从另一个角度看,大股东的介入,毕竟会对经营班子的决策和经营有些制约,但只要对公司长远发展有利,即使失去一些自由也是值得的。这对大股东和万科来讲,是双向受益。这一点,万科与许多上市公司不同,它们更多是希望摆脱大股东的行政干预,弱化大股东的地位;我们则是希望找一个大股东,因为我们的财富就是这支专业化队伍。

我想到了华润[3]。

早在1996年上半年,万科就与华润进行了第一次“亲密接触”——把怡宝蒸馏水公司转让给了华润集团子公司华润创业。

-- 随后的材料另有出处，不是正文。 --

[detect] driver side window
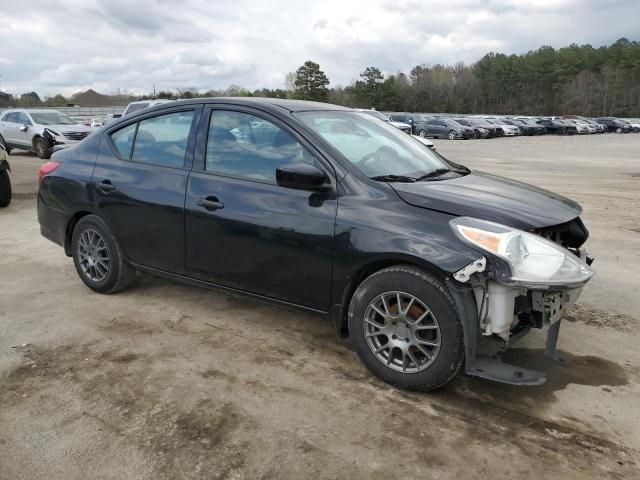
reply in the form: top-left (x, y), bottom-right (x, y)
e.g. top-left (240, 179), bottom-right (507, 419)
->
top-left (17, 113), bottom-right (32, 126)
top-left (205, 110), bottom-right (314, 183)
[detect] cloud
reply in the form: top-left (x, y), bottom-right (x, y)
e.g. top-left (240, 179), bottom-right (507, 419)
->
top-left (0, 0), bottom-right (638, 96)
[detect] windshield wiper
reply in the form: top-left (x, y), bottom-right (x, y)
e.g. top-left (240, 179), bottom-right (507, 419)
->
top-left (370, 174), bottom-right (417, 183)
top-left (415, 168), bottom-right (451, 180)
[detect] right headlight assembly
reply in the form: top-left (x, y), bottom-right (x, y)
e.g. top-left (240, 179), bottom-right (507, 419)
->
top-left (450, 217), bottom-right (594, 288)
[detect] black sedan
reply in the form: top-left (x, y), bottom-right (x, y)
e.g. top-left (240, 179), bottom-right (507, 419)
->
top-left (423, 118), bottom-right (475, 139)
top-left (454, 118), bottom-right (490, 138)
top-left (512, 118), bottom-right (547, 135)
top-left (595, 117), bottom-right (633, 133)
top-left (463, 118), bottom-right (503, 137)
top-left (38, 98), bottom-right (594, 390)
top-left (535, 118), bottom-right (567, 135)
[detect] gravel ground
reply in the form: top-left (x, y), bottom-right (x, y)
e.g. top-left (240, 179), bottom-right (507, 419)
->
top-left (1, 134), bottom-right (639, 479)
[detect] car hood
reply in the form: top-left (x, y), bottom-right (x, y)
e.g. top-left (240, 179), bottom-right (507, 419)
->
top-left (390, 170), bottom-right (582, 230)
top-left (45, 124), bottom-right (93, 133)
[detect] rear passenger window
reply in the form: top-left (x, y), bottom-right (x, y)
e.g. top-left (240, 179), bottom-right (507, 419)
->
top-left (132, 111), bottom-right (194, 167)
top-left (110, 123), bottom-right (137, 158)
top-left (205, 110), bottom-right (313, 183)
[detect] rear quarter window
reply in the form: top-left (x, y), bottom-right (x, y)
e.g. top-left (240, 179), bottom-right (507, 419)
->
top-left (110, 123), bottom-right (137, 158)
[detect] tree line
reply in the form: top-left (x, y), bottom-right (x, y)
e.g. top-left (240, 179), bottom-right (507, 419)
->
top-left (1, 38), bottom-right (639, 116)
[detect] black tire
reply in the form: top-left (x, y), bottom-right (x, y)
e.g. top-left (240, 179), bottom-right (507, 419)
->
top-left (418, 129), bottom-right (426, 137)
top-left (348, 265), bottom-right (464, 391)
top-left (0, 169), bottom-right (11, 208)
top-left (448, 130), bottom-right (457, 140)
top-left (71, 215), bottom-right (135, 294)
top-left (33, 137), bottom-right (52, 159)
top-left (0, 135), bottom-right (11, 154)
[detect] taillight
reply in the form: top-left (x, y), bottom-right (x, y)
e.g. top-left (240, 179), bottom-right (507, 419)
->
top-left (38, 161), bottom-right (61, 184)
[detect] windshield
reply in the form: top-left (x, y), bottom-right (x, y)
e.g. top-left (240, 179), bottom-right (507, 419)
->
top-left (296, 111), bottom-right (450, 178)
top-left (30, 112), bottom-right (77, 125)
top-left (361, 110), bottom-right (389, 122)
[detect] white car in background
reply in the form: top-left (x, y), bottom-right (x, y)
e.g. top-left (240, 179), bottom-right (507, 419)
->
top-left (566, 119), bottom-right (592, 134)
top-left (0, 109), bottom-right (92, 159)
top-left (411, 134), bottom-right (435, 150)
top-left (355, 109), bottom-right (413, 134)
top-left (481, 118), bottom-right (521, 136)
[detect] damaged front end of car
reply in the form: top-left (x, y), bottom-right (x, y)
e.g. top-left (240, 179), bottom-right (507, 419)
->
top-left (447, 216), bottom-right (594, 385)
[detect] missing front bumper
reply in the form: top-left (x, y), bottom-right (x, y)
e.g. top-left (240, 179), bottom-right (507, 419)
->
top-left (447, 272), bottom-right (590, 386)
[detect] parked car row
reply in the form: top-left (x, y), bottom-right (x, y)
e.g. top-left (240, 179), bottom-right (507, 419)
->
top-left (385, 112), bottom-right (640, 140)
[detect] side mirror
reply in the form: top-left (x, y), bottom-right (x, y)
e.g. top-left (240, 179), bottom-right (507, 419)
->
top-left (276, 163), bottom-right (332, 192)
top-left (20, 124), bottom-right (29, 132)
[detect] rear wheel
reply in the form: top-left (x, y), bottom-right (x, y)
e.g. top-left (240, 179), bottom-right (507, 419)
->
top-left (418, 130), bottom-right (426, 137)
top-left (0, 169), bottom-right (11, 207)
top-left (71, 215), bottom-right (135, 293)
top-left (348, 266), bottom-right (464, 391)
top-left (33, 137), bottom-right (52, 159)
top-left (448, 130), bottom-right (457, 140)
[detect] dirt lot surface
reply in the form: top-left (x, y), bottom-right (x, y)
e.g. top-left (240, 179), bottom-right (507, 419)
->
top-left (1, 135), bottom-right (639, 479)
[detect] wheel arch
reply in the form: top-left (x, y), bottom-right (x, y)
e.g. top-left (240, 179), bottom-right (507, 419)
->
top-left (64, 210), bottom-right (94, 256)
top-left (333, 256), bottom-right (449, 339)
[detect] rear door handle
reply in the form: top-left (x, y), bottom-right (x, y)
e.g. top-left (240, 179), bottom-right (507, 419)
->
top-left (196, 197), bottom-right (224, 211)
top-left (96, 180), bottom-right (115, 194)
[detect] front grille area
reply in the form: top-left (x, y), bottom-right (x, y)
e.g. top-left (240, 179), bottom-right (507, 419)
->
top-left (62, 131), bottom-right (90, 141)
top-left (532, 217), bottom-right (589, 249)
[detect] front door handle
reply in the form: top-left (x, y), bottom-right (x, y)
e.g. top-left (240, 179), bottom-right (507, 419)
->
top-left (96, 180), bottom-right (115, 194)
top-left (196, 196), bottom-right (224, 211)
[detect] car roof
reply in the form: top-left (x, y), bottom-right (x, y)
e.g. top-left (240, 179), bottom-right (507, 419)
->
top-left (145, 97), bottom-right (351, 113)
top-left (1, 108), bottom-right (62, 113)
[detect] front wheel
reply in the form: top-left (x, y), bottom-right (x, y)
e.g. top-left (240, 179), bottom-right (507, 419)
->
top-left (448, 130), bottom-right (457, 140)
top-left (348, 266), bottom-right (464, 391)
top-left (0, 169), bottom-right (11, 207)
top-left (71, 215), bottom-right (135, 294)
top-left (33, 137), bottom-right (52, 159)
top-left (418, 130), bottom-right (426, 137)
top-left (616, 127), bottom-right (623, 134)
top-left (0, 135), bottom-right (11, 155)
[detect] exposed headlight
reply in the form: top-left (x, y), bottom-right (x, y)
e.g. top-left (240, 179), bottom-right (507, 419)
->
top-left (450, 217), bottom-right (594, 288)
top-left (44, 128), bottom-right (61, 137)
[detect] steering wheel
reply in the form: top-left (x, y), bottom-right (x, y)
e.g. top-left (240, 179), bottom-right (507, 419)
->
top-left (356, 146), bottom-right (399, 169)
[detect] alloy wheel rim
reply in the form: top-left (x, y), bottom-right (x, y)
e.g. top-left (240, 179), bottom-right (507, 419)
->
top-left (77, 228), bottom-right (110, 282)
top-left (35, 142), bottom-right (44, 156)
top-left (448, 131), bottom-right (455, 140)
top-left (363, 291), bottom-right (441, 373)
top-left (419, 130), bottom-right (426, 137)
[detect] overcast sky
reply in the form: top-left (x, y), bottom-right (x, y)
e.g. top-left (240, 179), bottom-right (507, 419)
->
top-left (0, 0), bottom-right (638, 97)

当时,担任华润创业执行董事的黄铁鹰负责在中国收购啤酒和饮料公司,第一次见面,我们用不到10分钟就在价格上达成了一致。但接下来一段时间,收购进度却放慢了。电话沟通中,我向黄铁鹰抱怨:华润创业的收购条件过于复杂苛刻,华润的香港律师要求万科签署对怡宝蒸馏水公司资产和经营状况担保的条款,多达30多条!黄铁鹰解释:因为收购过程存在一些不确定问题,必须要求出售方给予承诺。我脱口而出:“你们这么不信任万科,显然是没有收购诚意!”黄铁鹰也急了,反驳道:“你站在我的角度想想,如果我把怡宝收到手后,此前的应收款都收不回来,那怡宝还值这个价钱吗?如果你对你的企业这么有信心,为什么你不敢保证它的应收款有90%能收回来?如果这些厂房和设备真是你的企业合法拥有,为什么不能白纸黑字地承诺?”

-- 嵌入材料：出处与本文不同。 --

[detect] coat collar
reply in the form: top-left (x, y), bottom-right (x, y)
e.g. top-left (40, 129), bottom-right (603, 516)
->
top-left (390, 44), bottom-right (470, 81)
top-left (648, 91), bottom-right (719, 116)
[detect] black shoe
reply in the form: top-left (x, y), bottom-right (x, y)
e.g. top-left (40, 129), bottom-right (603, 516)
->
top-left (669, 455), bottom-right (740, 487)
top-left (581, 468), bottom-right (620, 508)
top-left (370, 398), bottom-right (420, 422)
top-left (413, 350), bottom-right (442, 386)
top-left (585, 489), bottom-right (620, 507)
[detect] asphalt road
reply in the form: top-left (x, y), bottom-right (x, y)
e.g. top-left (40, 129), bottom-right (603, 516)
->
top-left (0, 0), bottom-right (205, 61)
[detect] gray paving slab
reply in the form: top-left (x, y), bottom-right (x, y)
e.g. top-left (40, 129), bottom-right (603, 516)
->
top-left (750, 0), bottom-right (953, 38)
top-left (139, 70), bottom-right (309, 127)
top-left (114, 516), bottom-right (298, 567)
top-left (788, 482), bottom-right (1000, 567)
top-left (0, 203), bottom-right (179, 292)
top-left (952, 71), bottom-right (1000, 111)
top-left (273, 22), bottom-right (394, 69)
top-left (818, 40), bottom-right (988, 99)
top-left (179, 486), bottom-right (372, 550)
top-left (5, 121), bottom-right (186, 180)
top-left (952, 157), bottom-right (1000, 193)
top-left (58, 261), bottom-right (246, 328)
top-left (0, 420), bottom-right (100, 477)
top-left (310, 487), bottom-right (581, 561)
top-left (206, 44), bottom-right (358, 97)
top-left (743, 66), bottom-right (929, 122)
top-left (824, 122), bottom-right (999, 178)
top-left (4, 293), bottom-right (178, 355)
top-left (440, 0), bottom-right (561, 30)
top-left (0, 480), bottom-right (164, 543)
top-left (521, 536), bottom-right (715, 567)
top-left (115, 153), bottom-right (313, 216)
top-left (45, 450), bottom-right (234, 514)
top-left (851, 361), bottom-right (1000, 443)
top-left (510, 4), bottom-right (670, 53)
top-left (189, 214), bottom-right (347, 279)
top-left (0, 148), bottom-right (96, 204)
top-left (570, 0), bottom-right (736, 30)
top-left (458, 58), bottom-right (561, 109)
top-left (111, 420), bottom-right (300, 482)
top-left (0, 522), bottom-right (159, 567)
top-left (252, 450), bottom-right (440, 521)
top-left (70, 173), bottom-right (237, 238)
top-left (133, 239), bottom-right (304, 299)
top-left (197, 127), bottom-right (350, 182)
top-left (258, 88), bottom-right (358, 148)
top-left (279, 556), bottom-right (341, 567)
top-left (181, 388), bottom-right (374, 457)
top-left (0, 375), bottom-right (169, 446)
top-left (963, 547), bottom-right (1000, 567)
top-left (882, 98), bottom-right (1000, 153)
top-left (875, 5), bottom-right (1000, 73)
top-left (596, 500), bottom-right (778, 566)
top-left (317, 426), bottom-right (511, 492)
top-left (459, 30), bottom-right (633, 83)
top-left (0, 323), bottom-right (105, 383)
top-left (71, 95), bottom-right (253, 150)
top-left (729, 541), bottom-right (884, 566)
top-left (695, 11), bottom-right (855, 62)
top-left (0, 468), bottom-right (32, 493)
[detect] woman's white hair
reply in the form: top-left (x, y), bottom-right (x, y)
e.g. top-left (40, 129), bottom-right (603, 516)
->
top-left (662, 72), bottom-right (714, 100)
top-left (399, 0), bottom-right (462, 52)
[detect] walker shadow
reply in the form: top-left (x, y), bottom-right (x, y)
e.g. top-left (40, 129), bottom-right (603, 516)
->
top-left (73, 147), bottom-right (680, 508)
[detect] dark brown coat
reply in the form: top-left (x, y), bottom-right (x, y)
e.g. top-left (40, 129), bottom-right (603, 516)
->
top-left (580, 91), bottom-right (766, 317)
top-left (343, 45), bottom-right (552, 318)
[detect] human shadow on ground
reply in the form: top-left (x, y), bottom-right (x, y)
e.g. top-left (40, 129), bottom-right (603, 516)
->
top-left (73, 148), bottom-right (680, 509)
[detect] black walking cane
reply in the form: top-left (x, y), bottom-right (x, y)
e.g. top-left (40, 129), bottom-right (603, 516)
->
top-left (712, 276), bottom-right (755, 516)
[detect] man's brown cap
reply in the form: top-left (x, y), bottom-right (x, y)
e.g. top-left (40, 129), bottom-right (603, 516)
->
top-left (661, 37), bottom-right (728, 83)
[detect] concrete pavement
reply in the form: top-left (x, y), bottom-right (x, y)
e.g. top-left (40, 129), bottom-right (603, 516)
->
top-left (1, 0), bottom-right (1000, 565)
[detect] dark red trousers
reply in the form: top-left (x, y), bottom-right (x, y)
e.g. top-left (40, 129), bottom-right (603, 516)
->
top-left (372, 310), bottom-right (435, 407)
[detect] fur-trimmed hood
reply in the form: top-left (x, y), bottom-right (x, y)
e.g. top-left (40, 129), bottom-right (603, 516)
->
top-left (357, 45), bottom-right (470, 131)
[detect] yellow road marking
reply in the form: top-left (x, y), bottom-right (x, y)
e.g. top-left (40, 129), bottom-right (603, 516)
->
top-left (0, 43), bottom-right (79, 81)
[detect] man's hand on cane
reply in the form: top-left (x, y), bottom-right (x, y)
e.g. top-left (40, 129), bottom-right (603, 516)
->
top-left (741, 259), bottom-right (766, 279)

我听黄铁鹰力陈理由,明白过来:他们这是更规范、更符合市场原则的做法。三天后,我在对方律师起草的收购合同文本上签字。签字时,我当着许多万科同事的面对黄铁鹰说:“如果有机会,我想请黄先生给万科专门讲讲企业并购。我们四年前收购怡宝,只用1页半纸的合同,四年后你们收购怡宝用了30多页纸。在收购兼并这个领域,你让我们知道了专业和非专业的区别。”

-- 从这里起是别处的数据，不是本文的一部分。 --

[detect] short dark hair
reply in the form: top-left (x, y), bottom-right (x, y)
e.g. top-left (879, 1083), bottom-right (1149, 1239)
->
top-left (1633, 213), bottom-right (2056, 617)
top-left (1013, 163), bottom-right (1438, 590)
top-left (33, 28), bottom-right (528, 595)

此后,华润与万科开始日益频繁地接触,关系更加密切:1998年,我被华润旗下北京置地聘为独立董事,1999年,黄铁鹰被万科聘为独立董事。

香港华润的主体是市场化的财团,同长江实业、新鸿基本质上没有多大的区别。如果说有区别,就是董事长是由北京选派部长级别的人物,而总经理则是市场化的产物,当时总经理宁高宁先生就是这样一位职业经理人。华润集团的上市公司系拥有一支成熟的职业经理人队伍。正在进入高速增长期的万科需要国际资本的支持,此时纳入华润上市公司系,正逢其时。在华润的五大业务中,“以住宅开发带动地产、建筑、装修及建筑材料生产和分销”的定位正好契合万科“成为中国房地产行业领导者”的企业愿景。这一切,为万科引入华润制造了良好的契机。

问题是,华润是否有意扮演万科战略性大股东的角色?

商务交往持续几年后,我和黄铁鹰已经成为比较熟悉的朋友。有一天,我问他:“你这么欣赏万科,为什么没想过把万科也收购了呢?”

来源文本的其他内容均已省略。